= Bare machine =

Computer without an operating system

In information technology, a bare machine (or bare-metal computer) is a computer which has no operating system. The software executed by a bare machine, a standalone program commonly called a bare metal program or bare metal application, is designed to interact directly with hardware. Bare machines are widely used in embedded systems, particularly in cases where resources are limited or high performance is required.

==Bare machine computing==

Bare Machine Computing is a computing paradigm in which application software runs directly on a bare machine as a single, stand-alone executable, without an operating system or device drivers. The application software has direct access to hardware resources, and there is typically no distinction between user and kernel mode. It is self-managed software that boots, loads and runs without using any other software components. Bare metal programs are typically written in a close-to-hardware language such as C or assembly language.

== Advantages ==

Typically, a bare-metal application will run faster, use less memory and be more power efficient than an equivalent program that relies on an operating system, due to the inherent overhead imposed by system calls. For example, hardware inputs and outputs are directly accessible to bare metal software, whereas they must usually be accessed through system calls when using an OS. It has no OS and therefore has no OS-related vulnerabilities.

== Disadvantages ==
Bare metal applications typically require more effort to develop because operating system services such as memory management and task scheduling are not available.

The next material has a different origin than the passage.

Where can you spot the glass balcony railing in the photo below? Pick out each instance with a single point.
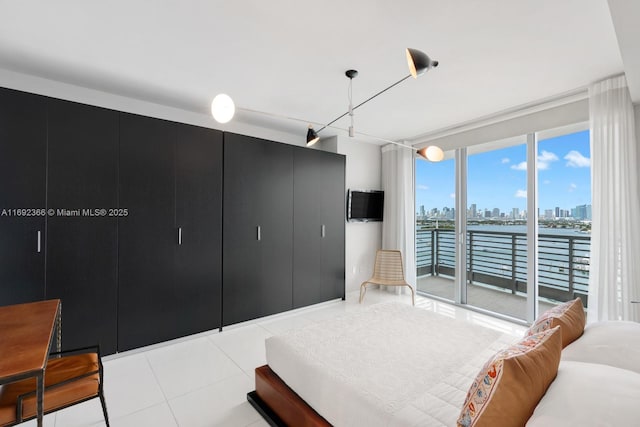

Debugging a bare-metal program may be complicated by factors such as:
- Lack of a standard output.
- The target machine may differ from the hardware used for program development (e.g., emulator, simulator). This forces setting up a way to load the bare-metal program onto the target (flashing), start the program execution and access the target resources.

== Examples ==

=== Early computers ===
Early computers, such as the PDP-11, allowed programmers to load a program, supplied in machine code, to RAM. The resulting operation of the program could be monitored by lights, and output derived from magnetic tape, print devices, or storage.

=== Embedded systems ===

Bare machine programming is a common practice in embedded systems, in which microcontrollers or microprocessors boot directly into monolithic, single-purpose software without loading an operating system. Such embedded software can vary in structure. For example, one such program paradigm, known as foreground-background or superloop architecture, consists of an infinite main loop in which each task is executed sequentially and must voluntarily return control back to the loop. The loop runs these cooperative background processes that are not time-critical, while interrupt service routines momentarily interrupt the loop to handle time-critical foreground tasks.